Crossing LGDs on non-LGD breeds is always frowned upon - and a very bad and unprofessional practice.  The American Sheep Industry has come out against it some time ago and it was also part of my writing for their Loss Prevention Manuals for their Working Dog Liability Insurance Program.

The author lifted much of his material from sources I recognize, but that's to be expected I guess.

The "Livestock Guardian Dogs Association" has really not ever existed and was a "title" affiliated with the people behind an LGD website that is old with very dated material on it.

But its a good overview of LGDs, and the end comment about them being a wreck of not treated seriously as the commitment and work they can be, is very true.  They are not for everyone nor do they suit every situation. Some folks are better off investing in good fences and other less time consuming predator deterrents that don't eat dog food and require vet bills and proactive health care and training and time…lots of time!


----------



## babsbag (Aug 2, 2017)

BrendaMNgri said:


> But its a good overview of LGDs, and the end comment about them being a wreck of not treated seriously as the commitment and work they can be, is very true. They are not for everyone nor do they suit every situation. Some folks are better off investing in good fences and other less time consuming predator deterrents that don't eat dog food and require vet bills and proactive health care and training and time…lots of time!



I agree 100%. I am very happy with my dogs and honestly can't imagine my life without them, but I got lucky when I got my first dog.  When I  moved to the country I was terrified of being here alone, outside, at night. My husband is gone all week so I made darn sure I was home and chores done before dark. Then came kidding season and it was all I could do to walk the 200' to the barn. I hated not having fences where I could see my boundaries and it wasn't wild life I was afraid of, it was people. 

After two years of raising goats I convinced DH that I needed an LGD. We had good fences for the goats and hot wire top and bottom, in and out. But I was still terrified that the coyotes I heard around me every night were going to get in. DH finally agreed to the dog (he had heard the constant barking stories) and I got a 4 month old pup that had never been handled other than for shots. Well it took me about a week and fortunately that puppy really wanted to be loved on and she became an instant soul mate.
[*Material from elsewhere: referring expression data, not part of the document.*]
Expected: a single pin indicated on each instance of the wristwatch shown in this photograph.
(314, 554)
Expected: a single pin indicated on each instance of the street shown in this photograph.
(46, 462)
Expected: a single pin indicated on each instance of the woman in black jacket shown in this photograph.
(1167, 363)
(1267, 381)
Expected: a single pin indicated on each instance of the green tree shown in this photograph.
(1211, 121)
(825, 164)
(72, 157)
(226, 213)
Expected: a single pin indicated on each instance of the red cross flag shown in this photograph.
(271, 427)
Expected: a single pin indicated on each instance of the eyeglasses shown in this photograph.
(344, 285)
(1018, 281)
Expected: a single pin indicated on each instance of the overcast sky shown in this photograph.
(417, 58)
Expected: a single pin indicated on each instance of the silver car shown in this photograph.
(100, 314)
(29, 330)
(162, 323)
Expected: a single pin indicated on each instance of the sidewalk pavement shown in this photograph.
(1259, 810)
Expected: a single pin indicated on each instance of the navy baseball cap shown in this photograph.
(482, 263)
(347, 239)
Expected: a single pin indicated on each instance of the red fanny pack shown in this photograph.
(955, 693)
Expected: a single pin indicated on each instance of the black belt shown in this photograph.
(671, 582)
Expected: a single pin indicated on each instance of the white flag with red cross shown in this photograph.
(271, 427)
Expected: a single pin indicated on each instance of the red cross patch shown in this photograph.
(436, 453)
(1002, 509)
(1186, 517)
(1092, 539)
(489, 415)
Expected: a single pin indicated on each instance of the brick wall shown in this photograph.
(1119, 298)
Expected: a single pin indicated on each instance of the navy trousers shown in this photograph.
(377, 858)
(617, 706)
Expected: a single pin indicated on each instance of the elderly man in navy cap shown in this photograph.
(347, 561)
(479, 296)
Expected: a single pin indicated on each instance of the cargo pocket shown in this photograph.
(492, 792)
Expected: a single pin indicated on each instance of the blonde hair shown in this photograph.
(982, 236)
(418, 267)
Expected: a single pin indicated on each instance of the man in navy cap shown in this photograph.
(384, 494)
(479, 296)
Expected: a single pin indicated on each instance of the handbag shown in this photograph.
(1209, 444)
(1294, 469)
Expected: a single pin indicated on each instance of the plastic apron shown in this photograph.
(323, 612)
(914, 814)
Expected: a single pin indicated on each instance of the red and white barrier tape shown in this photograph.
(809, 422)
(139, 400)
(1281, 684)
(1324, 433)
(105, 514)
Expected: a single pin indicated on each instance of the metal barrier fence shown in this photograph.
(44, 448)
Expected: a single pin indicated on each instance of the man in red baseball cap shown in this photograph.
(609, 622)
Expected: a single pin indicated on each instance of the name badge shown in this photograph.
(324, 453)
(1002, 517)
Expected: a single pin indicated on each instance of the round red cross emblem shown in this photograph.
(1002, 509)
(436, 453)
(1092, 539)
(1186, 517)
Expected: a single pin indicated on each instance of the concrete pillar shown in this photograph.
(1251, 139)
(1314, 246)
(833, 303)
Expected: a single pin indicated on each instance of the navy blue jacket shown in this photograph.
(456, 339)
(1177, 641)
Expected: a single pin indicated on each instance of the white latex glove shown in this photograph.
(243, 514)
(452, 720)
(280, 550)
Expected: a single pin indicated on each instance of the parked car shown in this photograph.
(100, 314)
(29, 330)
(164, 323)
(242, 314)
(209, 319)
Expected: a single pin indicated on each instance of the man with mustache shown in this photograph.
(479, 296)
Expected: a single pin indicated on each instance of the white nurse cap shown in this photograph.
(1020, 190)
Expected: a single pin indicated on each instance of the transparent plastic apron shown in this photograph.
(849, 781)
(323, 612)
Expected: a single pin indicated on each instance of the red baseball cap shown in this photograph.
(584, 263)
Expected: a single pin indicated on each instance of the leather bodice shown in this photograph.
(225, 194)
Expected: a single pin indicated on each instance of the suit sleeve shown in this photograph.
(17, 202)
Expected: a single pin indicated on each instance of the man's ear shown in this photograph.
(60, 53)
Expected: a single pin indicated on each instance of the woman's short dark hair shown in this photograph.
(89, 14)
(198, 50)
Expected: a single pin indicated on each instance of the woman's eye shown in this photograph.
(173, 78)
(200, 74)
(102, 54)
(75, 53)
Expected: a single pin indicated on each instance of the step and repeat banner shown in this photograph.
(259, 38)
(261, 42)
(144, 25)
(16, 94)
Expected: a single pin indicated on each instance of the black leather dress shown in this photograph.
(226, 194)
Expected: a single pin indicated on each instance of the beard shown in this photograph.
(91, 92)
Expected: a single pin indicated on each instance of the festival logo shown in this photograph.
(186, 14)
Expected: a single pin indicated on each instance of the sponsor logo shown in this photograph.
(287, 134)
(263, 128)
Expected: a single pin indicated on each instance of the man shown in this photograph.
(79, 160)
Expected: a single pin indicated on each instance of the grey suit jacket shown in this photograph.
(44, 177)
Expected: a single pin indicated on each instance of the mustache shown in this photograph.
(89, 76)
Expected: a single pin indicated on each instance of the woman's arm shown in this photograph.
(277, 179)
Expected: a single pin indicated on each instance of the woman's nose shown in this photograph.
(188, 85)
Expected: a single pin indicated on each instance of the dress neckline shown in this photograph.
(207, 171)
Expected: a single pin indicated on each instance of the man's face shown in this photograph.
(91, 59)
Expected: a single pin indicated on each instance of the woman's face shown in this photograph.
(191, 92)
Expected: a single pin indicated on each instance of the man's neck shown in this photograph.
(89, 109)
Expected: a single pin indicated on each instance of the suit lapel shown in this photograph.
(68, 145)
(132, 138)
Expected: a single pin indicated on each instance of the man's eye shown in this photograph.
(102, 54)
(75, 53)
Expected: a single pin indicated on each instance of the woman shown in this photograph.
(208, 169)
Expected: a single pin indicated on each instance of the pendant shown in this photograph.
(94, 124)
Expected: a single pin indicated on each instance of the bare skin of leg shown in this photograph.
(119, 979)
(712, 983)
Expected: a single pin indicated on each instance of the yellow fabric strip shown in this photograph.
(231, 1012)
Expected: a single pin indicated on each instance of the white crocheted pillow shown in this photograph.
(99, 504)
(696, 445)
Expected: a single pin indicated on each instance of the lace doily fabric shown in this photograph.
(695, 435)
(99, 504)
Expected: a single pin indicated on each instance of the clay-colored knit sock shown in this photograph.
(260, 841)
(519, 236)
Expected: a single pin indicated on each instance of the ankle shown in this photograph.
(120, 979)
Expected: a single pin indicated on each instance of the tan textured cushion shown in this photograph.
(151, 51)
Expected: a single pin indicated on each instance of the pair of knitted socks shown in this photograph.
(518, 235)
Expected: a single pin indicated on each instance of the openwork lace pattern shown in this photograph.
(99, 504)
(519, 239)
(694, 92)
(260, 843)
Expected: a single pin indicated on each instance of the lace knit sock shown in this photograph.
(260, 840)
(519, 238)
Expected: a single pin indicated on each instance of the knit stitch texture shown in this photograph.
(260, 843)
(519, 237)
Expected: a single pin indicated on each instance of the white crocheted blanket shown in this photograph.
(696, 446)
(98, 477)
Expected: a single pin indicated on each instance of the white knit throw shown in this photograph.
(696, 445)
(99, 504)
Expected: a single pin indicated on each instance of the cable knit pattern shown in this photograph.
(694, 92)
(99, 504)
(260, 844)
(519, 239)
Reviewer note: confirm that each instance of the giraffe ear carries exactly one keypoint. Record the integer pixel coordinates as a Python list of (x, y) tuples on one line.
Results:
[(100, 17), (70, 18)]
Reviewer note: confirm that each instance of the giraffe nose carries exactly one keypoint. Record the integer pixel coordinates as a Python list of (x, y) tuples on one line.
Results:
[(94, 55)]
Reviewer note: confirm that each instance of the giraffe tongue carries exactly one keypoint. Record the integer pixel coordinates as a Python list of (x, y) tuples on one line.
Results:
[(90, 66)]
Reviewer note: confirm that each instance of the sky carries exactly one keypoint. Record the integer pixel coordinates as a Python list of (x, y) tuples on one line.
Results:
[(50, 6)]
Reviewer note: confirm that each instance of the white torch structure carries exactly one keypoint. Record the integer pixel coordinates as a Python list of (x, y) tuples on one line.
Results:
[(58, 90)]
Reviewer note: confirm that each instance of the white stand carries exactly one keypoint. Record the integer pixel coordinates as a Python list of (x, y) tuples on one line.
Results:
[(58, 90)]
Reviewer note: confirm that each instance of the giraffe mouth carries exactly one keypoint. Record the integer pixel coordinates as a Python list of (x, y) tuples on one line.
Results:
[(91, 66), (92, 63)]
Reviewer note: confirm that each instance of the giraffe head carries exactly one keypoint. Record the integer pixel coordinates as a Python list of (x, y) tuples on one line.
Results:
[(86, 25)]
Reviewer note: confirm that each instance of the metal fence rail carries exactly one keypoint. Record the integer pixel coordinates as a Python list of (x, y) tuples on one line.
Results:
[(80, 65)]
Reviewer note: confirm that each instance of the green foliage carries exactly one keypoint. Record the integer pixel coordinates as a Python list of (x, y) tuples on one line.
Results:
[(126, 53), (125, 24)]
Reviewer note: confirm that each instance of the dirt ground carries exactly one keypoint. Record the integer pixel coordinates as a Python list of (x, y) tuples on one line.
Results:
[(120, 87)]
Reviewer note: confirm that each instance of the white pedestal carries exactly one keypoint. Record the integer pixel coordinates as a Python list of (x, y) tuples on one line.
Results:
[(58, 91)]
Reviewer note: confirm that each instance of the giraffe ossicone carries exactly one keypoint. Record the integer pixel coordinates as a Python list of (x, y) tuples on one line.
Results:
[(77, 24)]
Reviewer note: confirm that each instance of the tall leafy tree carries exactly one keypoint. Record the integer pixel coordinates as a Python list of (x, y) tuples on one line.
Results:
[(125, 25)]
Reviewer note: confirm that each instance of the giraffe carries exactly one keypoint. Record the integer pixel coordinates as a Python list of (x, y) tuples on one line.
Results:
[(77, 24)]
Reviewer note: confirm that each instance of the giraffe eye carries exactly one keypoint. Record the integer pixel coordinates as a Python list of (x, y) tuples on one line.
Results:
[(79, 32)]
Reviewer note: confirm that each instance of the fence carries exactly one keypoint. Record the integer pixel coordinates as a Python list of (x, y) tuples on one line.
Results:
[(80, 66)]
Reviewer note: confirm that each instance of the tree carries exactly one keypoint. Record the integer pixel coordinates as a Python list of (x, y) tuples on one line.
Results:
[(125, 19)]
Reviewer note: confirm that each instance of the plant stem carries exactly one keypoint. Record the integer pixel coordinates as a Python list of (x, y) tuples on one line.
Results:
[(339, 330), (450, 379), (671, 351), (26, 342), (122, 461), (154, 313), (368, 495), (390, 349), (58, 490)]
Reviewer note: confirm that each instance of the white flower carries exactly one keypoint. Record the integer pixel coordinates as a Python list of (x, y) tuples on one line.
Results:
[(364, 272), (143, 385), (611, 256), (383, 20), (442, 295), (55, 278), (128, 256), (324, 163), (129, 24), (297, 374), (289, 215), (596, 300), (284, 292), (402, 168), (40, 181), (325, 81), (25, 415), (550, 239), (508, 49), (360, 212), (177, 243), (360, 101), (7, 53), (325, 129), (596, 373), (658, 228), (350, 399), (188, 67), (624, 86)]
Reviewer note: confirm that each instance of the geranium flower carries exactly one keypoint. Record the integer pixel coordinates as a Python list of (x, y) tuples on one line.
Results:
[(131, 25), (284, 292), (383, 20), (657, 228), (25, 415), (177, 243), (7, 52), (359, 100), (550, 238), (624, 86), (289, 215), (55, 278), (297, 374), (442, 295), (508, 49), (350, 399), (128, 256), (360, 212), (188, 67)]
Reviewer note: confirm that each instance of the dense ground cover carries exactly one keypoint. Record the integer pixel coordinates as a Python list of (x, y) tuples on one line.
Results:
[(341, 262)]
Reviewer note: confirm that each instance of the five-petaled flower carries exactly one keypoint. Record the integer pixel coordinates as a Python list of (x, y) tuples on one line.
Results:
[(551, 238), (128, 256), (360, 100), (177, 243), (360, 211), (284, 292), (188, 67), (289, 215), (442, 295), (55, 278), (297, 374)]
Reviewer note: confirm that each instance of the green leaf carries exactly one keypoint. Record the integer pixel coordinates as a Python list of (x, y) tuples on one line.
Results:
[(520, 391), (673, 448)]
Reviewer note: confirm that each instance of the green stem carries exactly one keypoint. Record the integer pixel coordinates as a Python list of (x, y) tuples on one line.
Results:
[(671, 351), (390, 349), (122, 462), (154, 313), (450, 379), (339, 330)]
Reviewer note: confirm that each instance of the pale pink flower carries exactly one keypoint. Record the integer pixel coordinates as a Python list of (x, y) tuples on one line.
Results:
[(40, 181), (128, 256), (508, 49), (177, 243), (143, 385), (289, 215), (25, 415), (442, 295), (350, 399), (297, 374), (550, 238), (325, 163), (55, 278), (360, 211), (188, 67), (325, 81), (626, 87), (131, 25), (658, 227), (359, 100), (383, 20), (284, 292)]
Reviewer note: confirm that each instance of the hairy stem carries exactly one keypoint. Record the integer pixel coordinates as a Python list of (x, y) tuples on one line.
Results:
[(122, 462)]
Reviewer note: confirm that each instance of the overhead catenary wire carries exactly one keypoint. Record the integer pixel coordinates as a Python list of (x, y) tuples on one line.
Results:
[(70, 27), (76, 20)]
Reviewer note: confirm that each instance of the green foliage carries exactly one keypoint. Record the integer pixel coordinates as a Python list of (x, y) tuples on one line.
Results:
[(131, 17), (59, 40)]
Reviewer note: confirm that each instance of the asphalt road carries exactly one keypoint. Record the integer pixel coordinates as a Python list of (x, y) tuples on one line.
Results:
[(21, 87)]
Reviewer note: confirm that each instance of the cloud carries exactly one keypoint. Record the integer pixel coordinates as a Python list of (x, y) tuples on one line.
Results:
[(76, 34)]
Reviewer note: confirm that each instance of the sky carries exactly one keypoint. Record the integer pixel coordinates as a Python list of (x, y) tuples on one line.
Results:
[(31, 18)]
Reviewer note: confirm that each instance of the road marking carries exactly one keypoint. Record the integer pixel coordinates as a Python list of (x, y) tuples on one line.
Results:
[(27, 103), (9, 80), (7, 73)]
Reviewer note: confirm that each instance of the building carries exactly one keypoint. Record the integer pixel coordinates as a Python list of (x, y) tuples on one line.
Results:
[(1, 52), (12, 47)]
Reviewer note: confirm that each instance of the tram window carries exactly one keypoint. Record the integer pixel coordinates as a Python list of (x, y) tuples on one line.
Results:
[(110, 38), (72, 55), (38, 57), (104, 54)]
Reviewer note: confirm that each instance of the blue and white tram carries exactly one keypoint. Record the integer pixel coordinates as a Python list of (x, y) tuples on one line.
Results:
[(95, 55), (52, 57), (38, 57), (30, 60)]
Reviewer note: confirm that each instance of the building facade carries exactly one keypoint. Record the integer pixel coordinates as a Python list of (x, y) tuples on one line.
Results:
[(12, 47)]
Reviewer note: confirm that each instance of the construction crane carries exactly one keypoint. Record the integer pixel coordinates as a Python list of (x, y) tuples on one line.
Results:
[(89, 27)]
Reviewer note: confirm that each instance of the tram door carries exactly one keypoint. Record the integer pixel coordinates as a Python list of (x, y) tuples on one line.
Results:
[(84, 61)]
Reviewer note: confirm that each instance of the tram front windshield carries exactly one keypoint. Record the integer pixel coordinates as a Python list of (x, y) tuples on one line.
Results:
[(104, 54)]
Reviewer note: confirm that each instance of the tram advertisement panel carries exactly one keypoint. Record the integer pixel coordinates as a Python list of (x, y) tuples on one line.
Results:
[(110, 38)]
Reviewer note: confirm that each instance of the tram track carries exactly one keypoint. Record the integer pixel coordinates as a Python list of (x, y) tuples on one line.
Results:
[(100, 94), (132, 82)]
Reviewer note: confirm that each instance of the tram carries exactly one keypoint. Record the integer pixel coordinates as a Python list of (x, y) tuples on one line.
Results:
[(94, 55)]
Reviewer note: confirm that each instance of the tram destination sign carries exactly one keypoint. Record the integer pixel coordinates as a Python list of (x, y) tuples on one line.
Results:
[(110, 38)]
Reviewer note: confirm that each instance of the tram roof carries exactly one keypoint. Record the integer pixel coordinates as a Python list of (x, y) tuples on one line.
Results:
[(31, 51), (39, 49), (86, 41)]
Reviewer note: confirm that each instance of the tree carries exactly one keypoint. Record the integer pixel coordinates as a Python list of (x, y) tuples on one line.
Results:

I did not know that she might chase goats so at 4 months she started living with the goats and to my knowledge never chased a one. And she doesn't bark needlessly. She is truly the best dog ever for a first time LGD owner; I was lucky.  And my life changed.  I felt safe outside, I knew that if Sigueme wasn't barking I was ok. Having her completely changed the way I lived my life and I could come and go about my land with no concerns, truly a life changer.  A few months later I got a male pup and he barked at the sun, the moon, the stars, the wind, you name it. The neighbors hated him, my husband hated that the neighbors complained and DH and I had many an argument over dogs but I knew that I would never be without an LGD while raising livestock.  Unfortunately we had to put Buddy down when he was about 2 yrs old. The LGDs that I have now only bark when needed.

Fences are great, and dogs are a lot of work, but they do a job that a fence can't do.


----------